Create app/global-error.tsx to capture render/runtime errors that reach the app-level error boundary.

"use client"; import { useEffect } from "react"; import { analyticsClient } from "@/lib/analytics-client"; type GlobalErrorProps = { error: Error & { digest?: string }; reset: () => void; }; export default function GlobalError({ error, reset }: GlobalErrorProps) { useEffect(() => { void analyticsClient.captureException(error, { source: "app/global-error", digest: error.digest, }); }, [error]); return ( <html lang="en"> <body> <h2>Something went wrong</h2> <button type="button" onClick={() => reset()}> Try again </button> </body> </html> ); }

Why this matters:

  • Captures real production crashes users hit.
  • Keeps capture logic centralized and maintainable.
  • Preserves a familiar workflow for teams coming from Sentry-like setups.

5) Optional: capture handled exceptions manually

Not all errors bubble to global-error.tsx.

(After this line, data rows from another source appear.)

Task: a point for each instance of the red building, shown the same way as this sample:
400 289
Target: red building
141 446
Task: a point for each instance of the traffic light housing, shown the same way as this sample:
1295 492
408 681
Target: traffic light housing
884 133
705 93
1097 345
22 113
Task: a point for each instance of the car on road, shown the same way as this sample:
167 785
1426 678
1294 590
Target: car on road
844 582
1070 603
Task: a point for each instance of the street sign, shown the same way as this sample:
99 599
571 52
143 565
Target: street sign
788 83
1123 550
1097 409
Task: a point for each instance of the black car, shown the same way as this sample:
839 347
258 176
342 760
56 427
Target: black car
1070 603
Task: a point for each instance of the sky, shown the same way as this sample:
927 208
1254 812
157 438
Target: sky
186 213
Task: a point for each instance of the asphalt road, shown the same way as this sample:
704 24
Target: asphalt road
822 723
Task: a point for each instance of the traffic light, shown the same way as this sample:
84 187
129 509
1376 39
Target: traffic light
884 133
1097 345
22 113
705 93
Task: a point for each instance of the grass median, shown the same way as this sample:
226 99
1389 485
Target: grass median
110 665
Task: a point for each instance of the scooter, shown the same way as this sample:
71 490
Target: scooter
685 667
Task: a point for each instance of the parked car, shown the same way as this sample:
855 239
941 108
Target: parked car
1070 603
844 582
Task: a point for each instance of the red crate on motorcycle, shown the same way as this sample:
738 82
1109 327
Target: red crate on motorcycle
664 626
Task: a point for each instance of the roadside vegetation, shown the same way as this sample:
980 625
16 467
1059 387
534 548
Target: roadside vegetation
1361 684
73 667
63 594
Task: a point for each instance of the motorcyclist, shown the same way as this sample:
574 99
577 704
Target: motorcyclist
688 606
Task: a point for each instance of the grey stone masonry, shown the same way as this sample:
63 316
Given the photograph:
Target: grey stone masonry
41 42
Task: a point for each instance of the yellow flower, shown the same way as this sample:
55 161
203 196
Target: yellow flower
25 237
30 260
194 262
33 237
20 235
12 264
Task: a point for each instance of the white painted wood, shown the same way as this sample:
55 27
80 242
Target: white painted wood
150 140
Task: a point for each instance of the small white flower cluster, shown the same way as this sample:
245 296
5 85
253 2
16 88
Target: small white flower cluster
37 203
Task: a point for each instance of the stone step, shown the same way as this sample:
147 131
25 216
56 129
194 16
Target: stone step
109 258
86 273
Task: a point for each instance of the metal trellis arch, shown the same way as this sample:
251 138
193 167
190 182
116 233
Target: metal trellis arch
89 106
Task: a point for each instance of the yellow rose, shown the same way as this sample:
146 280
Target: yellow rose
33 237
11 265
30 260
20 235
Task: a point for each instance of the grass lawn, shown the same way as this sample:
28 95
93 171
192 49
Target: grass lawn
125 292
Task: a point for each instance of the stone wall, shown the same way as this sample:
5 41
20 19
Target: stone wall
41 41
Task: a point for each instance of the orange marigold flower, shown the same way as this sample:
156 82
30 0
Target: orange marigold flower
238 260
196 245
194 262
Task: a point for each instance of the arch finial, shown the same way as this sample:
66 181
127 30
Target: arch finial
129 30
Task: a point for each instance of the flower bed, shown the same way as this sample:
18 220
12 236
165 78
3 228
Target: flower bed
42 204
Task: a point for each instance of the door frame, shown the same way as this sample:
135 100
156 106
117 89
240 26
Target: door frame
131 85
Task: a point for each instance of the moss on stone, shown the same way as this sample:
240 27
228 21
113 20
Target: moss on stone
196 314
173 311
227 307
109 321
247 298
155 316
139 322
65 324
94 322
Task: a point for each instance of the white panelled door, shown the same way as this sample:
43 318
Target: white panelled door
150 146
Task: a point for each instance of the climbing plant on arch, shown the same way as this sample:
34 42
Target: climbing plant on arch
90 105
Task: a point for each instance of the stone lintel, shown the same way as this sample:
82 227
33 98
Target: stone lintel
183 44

For caught exceptions in Server Actions or business logic, track explicitly.

"use server"; import { analytics } from "@/lib/analytics"; export async function createProjectAction() { try { // your business logic } catch (error) { await analytics.captureException(error, { pathname: "/projects/new", source: "server_action", }); throw error; } }

This pattern ensures handled errors are still observable.

6) Verify your setup

Run the app and trigger both error paths:

  1. Throw from a client component to verify app/global-error.tsx capture.
  2. Throw inside a Server Action try/catch block to verify server-side capture.

You should see both exception events in your useanalytics data.

When calling captureException(error, additionalProperties), pass stable metadata:

  • source (app/global-error, server_action, edge, etc.)
  • pathname (when known)
  • digest (when available in App Router)

The SDK should derive core exception details (message, name, stack) from error.

Notes

  • Prefer a single instrumentation.ts entrypoint with runtime-specific imports.
  • Treat Edge as a first-class runtime, not an afterthought.
  • Use the provided captureException(...) APIs directly in app code.
  • Keep this setup lightweight first, then add richer pipelines (for example source maps) incrementally.
  • captureException(...) should not require distinctId.